The following important observations from these data are made: the rate constant of moderately n-type doped silicon is ~10x larger than degenerately doped n++ silicon, and ~20x

larger than intrinsic silicon. The rate constants of p-type silicon with similar doping to the n-type silicon are within the same order of magnitude, but are slightly higher.

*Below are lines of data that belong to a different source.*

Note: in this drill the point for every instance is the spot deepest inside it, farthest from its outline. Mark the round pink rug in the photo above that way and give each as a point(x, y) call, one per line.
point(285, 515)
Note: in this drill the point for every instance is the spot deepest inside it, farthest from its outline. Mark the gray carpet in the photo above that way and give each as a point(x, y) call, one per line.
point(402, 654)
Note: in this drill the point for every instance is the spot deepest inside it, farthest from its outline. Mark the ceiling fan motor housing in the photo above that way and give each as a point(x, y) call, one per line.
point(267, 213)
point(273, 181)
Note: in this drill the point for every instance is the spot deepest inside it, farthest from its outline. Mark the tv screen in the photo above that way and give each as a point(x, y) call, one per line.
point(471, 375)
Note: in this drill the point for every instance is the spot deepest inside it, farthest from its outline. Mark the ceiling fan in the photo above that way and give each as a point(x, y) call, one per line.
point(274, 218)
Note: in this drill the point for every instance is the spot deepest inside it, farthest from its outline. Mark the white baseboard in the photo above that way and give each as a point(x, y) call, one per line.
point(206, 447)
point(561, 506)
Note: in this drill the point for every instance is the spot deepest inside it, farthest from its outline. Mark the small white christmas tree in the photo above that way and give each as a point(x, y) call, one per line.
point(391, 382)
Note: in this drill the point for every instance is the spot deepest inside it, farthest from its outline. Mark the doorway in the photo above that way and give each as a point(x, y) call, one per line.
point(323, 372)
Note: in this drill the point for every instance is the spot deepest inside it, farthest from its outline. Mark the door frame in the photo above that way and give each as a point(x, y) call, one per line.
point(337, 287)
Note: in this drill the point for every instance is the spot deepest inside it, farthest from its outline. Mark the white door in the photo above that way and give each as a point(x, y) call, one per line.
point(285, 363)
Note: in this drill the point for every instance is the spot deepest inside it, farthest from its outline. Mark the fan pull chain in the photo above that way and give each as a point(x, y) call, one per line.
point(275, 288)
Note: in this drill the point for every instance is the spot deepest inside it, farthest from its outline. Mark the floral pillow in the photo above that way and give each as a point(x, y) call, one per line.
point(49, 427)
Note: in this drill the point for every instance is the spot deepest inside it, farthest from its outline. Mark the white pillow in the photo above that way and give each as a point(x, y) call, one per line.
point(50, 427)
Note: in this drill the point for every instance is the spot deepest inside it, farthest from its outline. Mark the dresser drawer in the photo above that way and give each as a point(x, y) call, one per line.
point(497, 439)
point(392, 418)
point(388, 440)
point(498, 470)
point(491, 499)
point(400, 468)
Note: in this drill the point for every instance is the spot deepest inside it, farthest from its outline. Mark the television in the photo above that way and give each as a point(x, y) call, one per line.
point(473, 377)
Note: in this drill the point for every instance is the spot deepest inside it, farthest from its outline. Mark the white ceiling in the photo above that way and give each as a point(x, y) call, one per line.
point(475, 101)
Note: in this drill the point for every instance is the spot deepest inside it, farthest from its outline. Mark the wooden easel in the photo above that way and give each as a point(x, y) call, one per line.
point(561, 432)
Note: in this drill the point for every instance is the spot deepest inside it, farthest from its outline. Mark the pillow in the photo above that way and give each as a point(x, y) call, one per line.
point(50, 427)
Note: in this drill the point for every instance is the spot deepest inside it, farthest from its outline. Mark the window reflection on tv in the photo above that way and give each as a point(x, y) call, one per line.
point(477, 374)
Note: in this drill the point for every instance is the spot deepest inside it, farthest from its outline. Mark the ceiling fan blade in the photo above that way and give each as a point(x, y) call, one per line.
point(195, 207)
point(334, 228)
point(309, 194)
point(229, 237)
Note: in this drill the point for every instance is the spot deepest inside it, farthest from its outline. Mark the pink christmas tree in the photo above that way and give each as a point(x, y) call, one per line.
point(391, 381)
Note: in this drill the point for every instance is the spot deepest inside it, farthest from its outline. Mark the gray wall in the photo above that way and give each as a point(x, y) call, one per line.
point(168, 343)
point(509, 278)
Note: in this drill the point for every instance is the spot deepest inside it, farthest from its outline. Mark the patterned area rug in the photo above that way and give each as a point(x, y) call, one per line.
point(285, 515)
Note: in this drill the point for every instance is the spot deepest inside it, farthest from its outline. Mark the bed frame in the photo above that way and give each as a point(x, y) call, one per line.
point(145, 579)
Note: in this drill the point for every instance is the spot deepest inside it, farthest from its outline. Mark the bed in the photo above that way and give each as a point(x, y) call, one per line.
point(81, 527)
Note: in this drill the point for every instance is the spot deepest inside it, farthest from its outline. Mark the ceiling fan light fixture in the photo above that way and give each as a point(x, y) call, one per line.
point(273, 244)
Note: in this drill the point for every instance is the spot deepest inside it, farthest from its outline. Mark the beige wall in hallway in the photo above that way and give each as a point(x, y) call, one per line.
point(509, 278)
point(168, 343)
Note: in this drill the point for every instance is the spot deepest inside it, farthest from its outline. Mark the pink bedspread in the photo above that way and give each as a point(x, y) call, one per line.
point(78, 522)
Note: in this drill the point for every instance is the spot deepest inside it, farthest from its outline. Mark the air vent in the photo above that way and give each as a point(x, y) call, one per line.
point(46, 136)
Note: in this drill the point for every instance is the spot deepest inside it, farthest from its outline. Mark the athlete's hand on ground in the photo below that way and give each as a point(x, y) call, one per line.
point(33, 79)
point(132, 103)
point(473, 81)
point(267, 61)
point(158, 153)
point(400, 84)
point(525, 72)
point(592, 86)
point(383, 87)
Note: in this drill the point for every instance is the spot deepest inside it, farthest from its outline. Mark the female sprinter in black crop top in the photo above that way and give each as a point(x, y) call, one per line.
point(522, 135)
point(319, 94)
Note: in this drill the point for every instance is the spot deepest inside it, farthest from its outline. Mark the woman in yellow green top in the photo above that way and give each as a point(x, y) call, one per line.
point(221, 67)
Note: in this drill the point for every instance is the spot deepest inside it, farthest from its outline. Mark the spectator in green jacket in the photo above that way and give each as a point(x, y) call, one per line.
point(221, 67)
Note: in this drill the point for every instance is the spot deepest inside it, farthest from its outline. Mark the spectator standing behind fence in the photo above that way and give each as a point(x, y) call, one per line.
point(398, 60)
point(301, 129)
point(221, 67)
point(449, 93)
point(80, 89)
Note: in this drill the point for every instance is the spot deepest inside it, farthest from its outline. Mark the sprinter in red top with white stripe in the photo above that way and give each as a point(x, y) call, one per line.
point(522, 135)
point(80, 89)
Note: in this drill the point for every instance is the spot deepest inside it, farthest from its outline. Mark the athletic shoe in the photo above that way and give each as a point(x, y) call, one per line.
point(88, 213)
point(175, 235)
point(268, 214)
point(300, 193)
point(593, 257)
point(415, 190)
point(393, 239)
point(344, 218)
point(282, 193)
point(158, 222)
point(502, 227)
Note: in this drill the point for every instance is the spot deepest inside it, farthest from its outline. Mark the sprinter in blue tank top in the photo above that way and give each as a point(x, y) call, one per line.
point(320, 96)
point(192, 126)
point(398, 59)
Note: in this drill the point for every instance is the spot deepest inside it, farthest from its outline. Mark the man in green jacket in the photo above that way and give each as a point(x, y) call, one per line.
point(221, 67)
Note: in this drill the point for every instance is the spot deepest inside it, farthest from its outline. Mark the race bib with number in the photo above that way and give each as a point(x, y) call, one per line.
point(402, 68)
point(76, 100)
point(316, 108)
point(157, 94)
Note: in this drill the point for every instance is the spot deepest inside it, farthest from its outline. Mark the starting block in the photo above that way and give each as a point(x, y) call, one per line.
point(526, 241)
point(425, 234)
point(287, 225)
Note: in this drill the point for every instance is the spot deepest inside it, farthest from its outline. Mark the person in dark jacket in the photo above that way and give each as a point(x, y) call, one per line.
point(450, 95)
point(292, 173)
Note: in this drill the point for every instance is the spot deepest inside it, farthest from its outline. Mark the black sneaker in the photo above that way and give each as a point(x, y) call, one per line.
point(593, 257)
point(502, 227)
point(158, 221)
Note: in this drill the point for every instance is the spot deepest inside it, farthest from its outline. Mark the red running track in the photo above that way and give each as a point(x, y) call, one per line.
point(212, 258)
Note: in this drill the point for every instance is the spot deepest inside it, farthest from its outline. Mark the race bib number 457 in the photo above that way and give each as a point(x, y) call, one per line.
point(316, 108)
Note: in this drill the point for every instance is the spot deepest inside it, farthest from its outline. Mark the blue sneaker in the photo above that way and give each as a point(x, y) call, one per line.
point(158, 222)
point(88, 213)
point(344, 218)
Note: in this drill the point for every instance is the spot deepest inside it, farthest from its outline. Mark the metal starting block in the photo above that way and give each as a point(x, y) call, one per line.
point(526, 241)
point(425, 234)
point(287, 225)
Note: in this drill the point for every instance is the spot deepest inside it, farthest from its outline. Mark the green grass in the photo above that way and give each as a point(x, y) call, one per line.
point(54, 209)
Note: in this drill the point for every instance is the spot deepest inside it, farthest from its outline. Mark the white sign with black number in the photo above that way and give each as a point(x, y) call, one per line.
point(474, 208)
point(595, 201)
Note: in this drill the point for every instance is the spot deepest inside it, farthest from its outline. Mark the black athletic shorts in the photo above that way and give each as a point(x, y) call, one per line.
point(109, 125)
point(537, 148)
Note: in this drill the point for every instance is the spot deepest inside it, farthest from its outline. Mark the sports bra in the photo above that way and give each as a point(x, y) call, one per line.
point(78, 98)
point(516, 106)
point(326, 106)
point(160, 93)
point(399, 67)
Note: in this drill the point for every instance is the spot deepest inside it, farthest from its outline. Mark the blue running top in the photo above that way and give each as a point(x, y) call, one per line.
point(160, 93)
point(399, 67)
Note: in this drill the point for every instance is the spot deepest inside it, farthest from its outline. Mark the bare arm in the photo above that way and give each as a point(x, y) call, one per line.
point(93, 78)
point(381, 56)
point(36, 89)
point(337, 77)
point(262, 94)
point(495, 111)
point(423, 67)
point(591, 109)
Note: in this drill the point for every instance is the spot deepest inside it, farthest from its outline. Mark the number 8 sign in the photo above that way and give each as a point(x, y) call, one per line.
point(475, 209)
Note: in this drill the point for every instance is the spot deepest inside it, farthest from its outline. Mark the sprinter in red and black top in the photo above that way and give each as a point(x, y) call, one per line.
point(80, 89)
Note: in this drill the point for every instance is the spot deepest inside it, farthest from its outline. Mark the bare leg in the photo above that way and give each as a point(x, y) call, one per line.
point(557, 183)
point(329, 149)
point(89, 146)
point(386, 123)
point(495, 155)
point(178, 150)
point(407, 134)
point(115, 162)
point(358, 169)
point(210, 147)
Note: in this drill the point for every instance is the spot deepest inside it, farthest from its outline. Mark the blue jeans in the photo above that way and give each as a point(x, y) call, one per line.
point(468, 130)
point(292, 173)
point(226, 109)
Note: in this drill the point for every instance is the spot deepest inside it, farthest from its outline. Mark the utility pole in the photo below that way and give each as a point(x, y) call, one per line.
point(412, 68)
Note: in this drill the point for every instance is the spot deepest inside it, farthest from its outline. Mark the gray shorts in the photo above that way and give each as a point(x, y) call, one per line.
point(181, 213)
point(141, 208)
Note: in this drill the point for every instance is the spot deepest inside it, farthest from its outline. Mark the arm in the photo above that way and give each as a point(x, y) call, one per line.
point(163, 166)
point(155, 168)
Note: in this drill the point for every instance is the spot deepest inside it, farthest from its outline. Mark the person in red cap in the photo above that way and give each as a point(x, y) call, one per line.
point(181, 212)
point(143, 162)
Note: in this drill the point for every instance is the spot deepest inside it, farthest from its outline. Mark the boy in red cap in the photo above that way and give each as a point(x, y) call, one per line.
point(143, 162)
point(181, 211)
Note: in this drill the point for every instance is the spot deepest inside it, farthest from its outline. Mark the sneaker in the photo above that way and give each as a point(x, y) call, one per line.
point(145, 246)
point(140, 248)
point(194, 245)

From Kinetics to Mechanism In previous work exploring plasmonic stamping of hydrosilylation on H-terminated silicon, the following mechanisms were considered: resonant photon scattering, nanoparticle plasmonic heating, hot carrier injection, and near-field electromagnetic electron-hole pair generation (EHP).11,12 The observations summarized in these two papers concluded that near-field electromagnetic electron-hole pair generation from the plasmonic field into the silicon was the most likely driving force that led to localized hydrosilylation on the surface. The Schottky, or metal-insulator-semiconductor (MIS) junction, comprising the gold nanoparticles, the alkene ink, and the silicon substrate, rendered the key step of the mechanism more probable, as will be described.12 The proposed mechanism of this hydrosilylation reaction, under these conditions, is reliant on holes generated at, or migrating to, the hydride-terminated silicon surface, as outlined in Figure 5.11–13,26,29–33 Nucleophilic attack of the hole by the alkene results in formation of the silicon-carbon bond and a β-silyl-substituted carbocation that can then abstract a nearby hydride to neutralize the alkyl termination.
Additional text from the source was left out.